When I worked at Penguin Books in the 1990s, I was fortunate to work with an inspirational person whose job it was (from a darkened office deep in London W8) to manage the publishers’ full fiction and non-fiction stocklists. These chunky A4 booklets were printed on a monthly basis and needed to take into account every single available title and its current price as well as available stockpacks and gift-sets.
Although Penguin had a robust in-house stock management IT system, the entire list of books published by Penguin, Puffin and partner publishers like Rough Guides, needed to be translated into meaningful sections and categories via the Penguin Stocklist. This allowed staff in bookshops over the world to find information about the book they needed, and to order it. This was well before you could just ‘look it up’ online. Amazon was still four or five years off its first online offerings.
This was pre-digital, the days of using Tippex for correcting typing mistakes, of relying on mammoth chuntering photocopiers to distribute information, and let’s be clear – golfball typewriters were only just being hauled out of office buildings to die peacefully and heavily somewhere (where did they all go?). Email was for early-adopters only, internal memos still rushing around buildings and to warehouses carried in mail trolleys and vans.
The point is that this one person had an encyclopedic knowledge of Penguin’s back catalogue, which was added to by maybe 150+ titles each month, and yet she knew by heart most of the author’s names and titles. I knew quite a few individual book numbers (ISBNs) myself but nothing could match the details held in Lorna’s head or the accuracy of each of these monthly stocklists. Mistakes were quite unheard of (and unlike today, would have been spotted by similarly obsessive and eagle-eyed book retailers).
The reams of available titles were made sense of by careful categorisation and rolling audits.
These days information management techniques such as this have changed beyond recognition. We expect to see in milliseconds every available image or text around a particular keyword or phrase. Categories went out of fashion when search wowed us.
But now we are shifting from Web 2.0 to Web 3.0, and with a great amount of information just useless noise, the curation of relevant content (‘people tagging things as they publish’) has become hot again via blogs and Twitter hashtags. Tagging helps us promote our stuff, and helps others find what they want, and parcels stuff off for ‘personalisation’ of content in the future.
Online content needs to be categorised to enable syndication, to ensure it is findable and can be connected with other similar content. There is geeky excitement over shared and open data whereby content ‘knows about itself’ for want of a better way of describing it – and can syndicate itself in more ways than originally envisaged. You can imagine lots of scenarios, many of which are happening already in comparison sites, one-stop travel shops etc.

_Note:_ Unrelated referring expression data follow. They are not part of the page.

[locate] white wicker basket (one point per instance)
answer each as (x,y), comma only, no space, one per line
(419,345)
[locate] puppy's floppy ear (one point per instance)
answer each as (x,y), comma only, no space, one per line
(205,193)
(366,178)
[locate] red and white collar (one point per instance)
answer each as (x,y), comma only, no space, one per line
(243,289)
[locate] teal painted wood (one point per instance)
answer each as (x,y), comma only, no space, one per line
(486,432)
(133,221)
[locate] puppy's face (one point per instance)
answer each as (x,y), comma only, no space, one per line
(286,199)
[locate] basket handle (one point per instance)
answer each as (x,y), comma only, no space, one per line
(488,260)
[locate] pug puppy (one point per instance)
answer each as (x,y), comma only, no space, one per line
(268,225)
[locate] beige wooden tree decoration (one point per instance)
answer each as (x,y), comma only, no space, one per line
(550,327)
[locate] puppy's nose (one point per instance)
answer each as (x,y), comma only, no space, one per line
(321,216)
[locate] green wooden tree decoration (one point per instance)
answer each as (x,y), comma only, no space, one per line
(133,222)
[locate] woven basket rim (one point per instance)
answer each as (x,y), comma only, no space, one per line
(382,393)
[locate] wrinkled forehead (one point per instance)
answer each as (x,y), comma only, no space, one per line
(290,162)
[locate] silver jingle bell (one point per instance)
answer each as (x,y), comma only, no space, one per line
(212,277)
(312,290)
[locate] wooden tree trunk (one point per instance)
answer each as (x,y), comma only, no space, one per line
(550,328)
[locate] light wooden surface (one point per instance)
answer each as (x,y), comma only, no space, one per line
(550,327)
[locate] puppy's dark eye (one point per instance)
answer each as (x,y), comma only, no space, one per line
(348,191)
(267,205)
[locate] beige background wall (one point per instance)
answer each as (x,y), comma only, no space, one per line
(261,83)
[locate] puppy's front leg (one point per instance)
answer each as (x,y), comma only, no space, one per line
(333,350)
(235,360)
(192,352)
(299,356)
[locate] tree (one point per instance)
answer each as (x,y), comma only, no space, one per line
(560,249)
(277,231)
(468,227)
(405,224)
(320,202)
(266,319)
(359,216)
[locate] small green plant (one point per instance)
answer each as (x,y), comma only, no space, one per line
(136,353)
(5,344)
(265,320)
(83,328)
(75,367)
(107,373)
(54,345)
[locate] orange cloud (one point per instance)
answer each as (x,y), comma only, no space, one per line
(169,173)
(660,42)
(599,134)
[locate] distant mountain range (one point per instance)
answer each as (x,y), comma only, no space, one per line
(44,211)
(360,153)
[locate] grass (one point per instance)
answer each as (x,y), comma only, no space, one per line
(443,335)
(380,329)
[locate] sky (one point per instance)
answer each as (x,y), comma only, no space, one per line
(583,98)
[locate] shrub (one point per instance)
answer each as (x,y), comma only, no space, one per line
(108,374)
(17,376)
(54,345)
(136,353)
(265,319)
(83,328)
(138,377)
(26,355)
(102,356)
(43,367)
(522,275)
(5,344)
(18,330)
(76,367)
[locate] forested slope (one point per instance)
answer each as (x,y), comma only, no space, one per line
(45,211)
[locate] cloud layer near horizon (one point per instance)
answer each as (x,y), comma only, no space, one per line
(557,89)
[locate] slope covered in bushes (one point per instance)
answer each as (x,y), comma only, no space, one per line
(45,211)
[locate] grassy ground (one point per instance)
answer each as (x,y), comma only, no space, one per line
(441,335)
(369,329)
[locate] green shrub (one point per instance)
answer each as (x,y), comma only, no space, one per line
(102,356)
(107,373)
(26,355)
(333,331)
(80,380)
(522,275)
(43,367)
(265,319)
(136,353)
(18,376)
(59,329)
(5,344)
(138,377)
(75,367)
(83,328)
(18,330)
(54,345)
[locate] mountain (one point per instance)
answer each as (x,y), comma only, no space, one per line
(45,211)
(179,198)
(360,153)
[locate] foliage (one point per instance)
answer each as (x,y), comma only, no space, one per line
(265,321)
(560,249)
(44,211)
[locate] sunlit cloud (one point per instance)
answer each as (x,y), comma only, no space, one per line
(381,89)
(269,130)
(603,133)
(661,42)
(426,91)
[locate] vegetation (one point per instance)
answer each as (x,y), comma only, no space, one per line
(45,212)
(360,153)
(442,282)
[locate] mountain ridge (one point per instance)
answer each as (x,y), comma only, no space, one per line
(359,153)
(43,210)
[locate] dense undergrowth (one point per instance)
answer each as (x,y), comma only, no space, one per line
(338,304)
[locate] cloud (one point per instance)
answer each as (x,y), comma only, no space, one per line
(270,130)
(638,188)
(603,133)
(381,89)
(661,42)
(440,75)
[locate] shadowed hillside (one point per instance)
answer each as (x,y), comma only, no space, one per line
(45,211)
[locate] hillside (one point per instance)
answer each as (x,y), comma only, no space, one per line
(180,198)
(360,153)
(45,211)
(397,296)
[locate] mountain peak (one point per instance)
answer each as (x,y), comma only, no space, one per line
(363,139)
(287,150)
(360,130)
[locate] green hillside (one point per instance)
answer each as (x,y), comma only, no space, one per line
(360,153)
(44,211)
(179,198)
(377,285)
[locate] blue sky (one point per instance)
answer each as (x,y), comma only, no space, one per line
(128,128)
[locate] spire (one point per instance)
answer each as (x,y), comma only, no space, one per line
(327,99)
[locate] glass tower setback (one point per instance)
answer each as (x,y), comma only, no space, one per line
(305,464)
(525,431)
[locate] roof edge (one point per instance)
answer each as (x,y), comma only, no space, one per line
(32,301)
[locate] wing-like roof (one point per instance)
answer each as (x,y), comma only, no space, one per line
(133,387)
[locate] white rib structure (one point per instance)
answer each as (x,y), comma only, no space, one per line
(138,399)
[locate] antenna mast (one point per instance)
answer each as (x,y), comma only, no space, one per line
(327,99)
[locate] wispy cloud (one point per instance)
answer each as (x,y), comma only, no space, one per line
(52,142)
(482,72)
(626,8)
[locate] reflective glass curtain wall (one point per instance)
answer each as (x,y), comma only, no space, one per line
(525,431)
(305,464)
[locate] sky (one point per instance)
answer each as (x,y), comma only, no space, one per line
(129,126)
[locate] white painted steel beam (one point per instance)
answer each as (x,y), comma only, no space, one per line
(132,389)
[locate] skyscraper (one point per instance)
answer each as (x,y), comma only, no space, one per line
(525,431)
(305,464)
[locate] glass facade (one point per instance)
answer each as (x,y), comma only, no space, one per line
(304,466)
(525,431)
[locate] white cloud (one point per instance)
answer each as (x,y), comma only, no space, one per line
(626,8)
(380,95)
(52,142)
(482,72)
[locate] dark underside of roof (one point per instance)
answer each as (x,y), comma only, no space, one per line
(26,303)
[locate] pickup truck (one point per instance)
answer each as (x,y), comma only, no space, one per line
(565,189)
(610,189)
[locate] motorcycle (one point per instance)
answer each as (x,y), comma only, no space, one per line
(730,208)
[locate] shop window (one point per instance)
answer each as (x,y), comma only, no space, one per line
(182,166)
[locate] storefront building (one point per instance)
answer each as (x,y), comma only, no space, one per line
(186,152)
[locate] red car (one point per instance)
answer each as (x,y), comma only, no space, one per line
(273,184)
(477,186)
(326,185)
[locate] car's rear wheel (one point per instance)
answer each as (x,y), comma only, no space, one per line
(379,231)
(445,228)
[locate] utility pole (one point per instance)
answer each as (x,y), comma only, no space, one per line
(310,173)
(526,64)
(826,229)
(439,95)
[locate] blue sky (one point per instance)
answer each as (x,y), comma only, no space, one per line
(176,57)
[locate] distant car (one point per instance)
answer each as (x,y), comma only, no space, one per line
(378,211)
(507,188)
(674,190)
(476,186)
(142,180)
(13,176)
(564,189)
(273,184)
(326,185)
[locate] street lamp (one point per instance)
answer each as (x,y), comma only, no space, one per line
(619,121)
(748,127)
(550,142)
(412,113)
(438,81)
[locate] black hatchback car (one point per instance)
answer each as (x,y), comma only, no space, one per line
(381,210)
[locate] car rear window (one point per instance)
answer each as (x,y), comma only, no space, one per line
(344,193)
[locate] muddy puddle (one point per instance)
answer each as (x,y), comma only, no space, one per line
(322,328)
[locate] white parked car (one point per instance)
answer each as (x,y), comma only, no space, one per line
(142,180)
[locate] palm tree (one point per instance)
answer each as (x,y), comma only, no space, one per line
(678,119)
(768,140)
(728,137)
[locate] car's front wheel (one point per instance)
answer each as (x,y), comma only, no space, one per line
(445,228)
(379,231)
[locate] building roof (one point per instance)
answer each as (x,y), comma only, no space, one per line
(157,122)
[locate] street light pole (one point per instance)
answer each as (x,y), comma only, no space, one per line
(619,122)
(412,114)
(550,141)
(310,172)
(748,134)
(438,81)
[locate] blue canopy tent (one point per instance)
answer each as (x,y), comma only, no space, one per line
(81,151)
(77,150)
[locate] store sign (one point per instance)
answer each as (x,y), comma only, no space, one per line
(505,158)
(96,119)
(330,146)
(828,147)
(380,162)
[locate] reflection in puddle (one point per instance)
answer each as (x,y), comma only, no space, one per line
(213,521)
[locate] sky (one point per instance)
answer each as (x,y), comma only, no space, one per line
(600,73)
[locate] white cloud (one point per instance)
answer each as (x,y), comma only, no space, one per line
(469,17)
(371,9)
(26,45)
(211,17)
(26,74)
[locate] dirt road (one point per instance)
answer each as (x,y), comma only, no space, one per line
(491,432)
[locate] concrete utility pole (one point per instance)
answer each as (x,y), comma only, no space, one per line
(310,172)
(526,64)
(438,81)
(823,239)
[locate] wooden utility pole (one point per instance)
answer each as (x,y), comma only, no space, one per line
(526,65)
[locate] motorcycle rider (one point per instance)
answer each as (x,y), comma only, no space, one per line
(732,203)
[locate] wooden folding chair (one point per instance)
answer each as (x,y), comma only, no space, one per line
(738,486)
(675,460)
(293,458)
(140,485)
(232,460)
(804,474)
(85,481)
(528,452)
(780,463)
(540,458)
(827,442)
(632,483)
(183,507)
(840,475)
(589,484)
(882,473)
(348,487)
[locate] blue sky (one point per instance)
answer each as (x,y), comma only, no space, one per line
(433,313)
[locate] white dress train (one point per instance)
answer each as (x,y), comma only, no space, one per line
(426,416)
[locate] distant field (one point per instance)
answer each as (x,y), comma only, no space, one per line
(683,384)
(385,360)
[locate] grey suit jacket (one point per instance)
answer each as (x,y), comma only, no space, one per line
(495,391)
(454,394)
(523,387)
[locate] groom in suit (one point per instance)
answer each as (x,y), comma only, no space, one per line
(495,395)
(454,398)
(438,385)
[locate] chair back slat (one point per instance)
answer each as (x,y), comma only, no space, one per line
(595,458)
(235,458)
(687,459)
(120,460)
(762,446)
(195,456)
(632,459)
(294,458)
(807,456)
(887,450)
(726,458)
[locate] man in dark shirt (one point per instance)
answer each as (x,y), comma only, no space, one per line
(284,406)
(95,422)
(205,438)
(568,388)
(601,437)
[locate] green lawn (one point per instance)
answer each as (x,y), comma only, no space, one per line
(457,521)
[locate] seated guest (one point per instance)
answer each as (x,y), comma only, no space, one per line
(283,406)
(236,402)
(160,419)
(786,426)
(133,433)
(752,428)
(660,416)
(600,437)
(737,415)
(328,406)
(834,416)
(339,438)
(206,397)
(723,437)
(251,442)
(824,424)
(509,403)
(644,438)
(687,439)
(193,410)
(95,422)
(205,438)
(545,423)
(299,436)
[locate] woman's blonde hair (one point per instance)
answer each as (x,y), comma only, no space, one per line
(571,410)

Microformats* already help content editors indicate the type of information pages hold (such as address data or authorship data or event data), allowing the potential for mashups with data on other sites. You only have to look at content aggregated around maps for instance, or Google ‘at a glance’ section regarding local information, to see this kind of ‘machine-readable knowledge’ in action.
What do you use categories for? Anyone who has a blog will know about blog categories for sure. What about Twitter lists – do you create these to help with information overload?
I have lost touch with Lorna T. – the indefatigable Penguin Stocklist guru – but if you’re out there please get in touch if you find this post!
“Microformats are a way of adding simple markup to human-readable data items such as events, contact details or locations, on web pages, so that the information in them can be extracted by software and indexed, searched for, saved, cross-referenced or combined.”